Let $f: [0,1] \rightarrow \mathbb{R}$ be a $C^1$ function. By the mean value theorem, we have, for every $x,y \in [0,1]$ the following inequality
$$|f(x) - f(y)| \leq \max_{0\leq z \leq 1}|f'(z)||x-y|\ .$$
Is it true that, if we have $x < y \in [0,1]$ such that equality holds, then $$f'(\xi) = \max_{x\leq z \leq y}|f'(z)|, \quad \forall \xi \in [x,y] \ ,$$
that is, $f'$ is constant on $[x,y] \subset [0,1]$?
On
Suppose you have equality for $0 \le x < y \le 1$. Multiplying by $-1$ if necessary we can assume that $f(y) > f(x)$. Write $M = \max_{x\le z \le y} |f'(z)|$. Then $$ |f(y) - f(x)| = f(y) - f(x) = \int_x^y f'(z) dz = \int_x^y (f'(z) -M)dz + \int_x^y M dz \\ = \int_x^y (f'(z) -M)dz + M|y-x|. $$ Due to the assumed equality we then know that $$ 0 = \int_x^y (f'(z) -M)dz, $$ but since $f' - M$ is continuous and nonpositive we deduce that $f'(z) = M$ for $z \in (x,y)$ and hence that $f$ is linear in this region.

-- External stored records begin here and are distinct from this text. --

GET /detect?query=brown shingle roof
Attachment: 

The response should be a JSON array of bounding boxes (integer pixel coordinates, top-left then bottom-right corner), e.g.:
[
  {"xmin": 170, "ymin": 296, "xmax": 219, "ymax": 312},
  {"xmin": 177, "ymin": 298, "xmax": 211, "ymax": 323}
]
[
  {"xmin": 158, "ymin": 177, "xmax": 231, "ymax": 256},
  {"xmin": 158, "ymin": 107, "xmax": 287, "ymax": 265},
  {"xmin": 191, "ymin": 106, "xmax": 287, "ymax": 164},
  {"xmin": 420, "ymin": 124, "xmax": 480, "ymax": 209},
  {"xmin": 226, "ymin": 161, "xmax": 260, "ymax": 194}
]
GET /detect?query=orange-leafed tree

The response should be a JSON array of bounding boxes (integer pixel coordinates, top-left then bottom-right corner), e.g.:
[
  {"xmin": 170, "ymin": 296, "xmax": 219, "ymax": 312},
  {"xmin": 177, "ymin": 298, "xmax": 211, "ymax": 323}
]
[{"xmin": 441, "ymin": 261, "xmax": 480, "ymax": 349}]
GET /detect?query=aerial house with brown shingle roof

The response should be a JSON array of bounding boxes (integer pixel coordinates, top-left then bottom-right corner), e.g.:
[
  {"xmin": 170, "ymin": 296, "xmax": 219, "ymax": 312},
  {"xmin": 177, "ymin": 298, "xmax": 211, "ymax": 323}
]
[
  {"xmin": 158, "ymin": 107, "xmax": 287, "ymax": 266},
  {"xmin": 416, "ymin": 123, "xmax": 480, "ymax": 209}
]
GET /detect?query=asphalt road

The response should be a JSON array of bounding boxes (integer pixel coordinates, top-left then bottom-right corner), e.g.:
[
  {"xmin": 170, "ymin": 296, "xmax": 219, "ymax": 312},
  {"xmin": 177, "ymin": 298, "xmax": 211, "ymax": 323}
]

You can use Taylor-integral formula : $f(y)=f(x)+\int_x^y f'(t)dt$
Now let's call $M=\max\limits_{x\le z\le y}|f'(z)|$ and suppose we have $\frac{f(y)-f(x)}{y-x}=M$ for some $x,y$.
Then we have $0=f(y)-f(x)-\int_x^y f'(t)dt=M(y-x)-\int_x^y f'(t)dt=\int_x^y \big(M-f'(t)\big)dt$
But $M-f'(t)\ge 0$ for any $t\in[x,y]$ by definition of $M$.
We conclude that the integral can be null only if $f'(t)=M$ almost everywhere on $[x,y]$ (i.e. $\forall t\in[x,y]\setminus A$ where $\mu(A)=0$)
But you stated that $f$ is $C^1$ so by continuity $f'$ is constant on whole $[x,y]$.